Abstract

We develop a fast phase retrieval method which can utilize a large class of local phaseless correlation-based measurements in order to recover a given signal ${\bf x} \in \mathbb{C}^d$ (up to an unknown global phase) in near-linear $\mathcal{O} \left( d \log^4 d \right)$-time. Accompanying theoretical analysis proves that the proposed algorithm is guaranteed to deterministically recover all signals ${\bf x}$ satisfying a natural flatness (i.e., non-sparsity) condition for a particular choice of deterministic correlation-based measurements.

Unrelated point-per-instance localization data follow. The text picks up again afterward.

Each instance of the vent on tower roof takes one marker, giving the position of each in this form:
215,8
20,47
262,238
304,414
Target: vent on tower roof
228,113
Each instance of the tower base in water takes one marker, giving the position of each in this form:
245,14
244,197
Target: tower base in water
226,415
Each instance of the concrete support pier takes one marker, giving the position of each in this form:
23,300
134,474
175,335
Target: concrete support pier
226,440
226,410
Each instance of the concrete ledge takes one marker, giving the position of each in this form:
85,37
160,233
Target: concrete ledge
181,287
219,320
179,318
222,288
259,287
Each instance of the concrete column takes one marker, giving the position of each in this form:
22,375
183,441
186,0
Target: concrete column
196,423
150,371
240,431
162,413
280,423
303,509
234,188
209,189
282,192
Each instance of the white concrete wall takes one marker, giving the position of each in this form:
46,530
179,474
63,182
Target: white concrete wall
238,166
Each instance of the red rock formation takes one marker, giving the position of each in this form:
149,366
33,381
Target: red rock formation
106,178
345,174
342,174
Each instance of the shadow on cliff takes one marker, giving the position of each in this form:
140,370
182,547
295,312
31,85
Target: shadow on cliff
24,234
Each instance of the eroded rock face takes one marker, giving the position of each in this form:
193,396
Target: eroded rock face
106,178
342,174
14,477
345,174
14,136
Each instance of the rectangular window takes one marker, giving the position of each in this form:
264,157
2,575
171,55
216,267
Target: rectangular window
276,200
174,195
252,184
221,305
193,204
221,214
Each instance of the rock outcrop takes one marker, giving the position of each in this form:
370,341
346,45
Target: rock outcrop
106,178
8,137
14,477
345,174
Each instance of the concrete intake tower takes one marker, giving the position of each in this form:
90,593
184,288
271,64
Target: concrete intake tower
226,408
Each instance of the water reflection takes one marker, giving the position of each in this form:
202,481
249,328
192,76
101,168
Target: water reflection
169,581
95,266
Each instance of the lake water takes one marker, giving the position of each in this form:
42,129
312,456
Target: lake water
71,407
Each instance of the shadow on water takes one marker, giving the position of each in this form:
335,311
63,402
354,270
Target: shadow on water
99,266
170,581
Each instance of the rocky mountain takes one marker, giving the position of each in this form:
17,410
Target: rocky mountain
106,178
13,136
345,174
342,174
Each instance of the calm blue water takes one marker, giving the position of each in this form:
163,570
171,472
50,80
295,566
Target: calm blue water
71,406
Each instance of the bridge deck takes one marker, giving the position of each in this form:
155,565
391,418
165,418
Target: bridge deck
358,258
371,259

A randomized version of these same measurements is then shown to provide nonuniform probabilistic recovery guarantees for arbitrary signals ${\bf x} \in \mathbb{C}^d$. Numerical experiments demonstrate the method's speed, accuracy, and robustness in practice -- all code is made publicly available. Finally, we conclude by developing an extension of the proposed method to the sparse phase retrieval problem; specifically, we demonstrate a sublinear-time compressive phase retrieval algorithm which is guaranteed to recover a given $s$-sparse vector ${\bf x} \in \mathbb{C}^d$ with high probability in just $\mathcal{O}(s \log^5 s \cdot \log d)$-time using only $\mathcal{O}(s \log^4 s \cdot \log d)$ magnitude measurements. In doing so we demonstrate the existence of compressive phase retrieval algorithms with near-optimal linear-in-sparsity runtime complexities.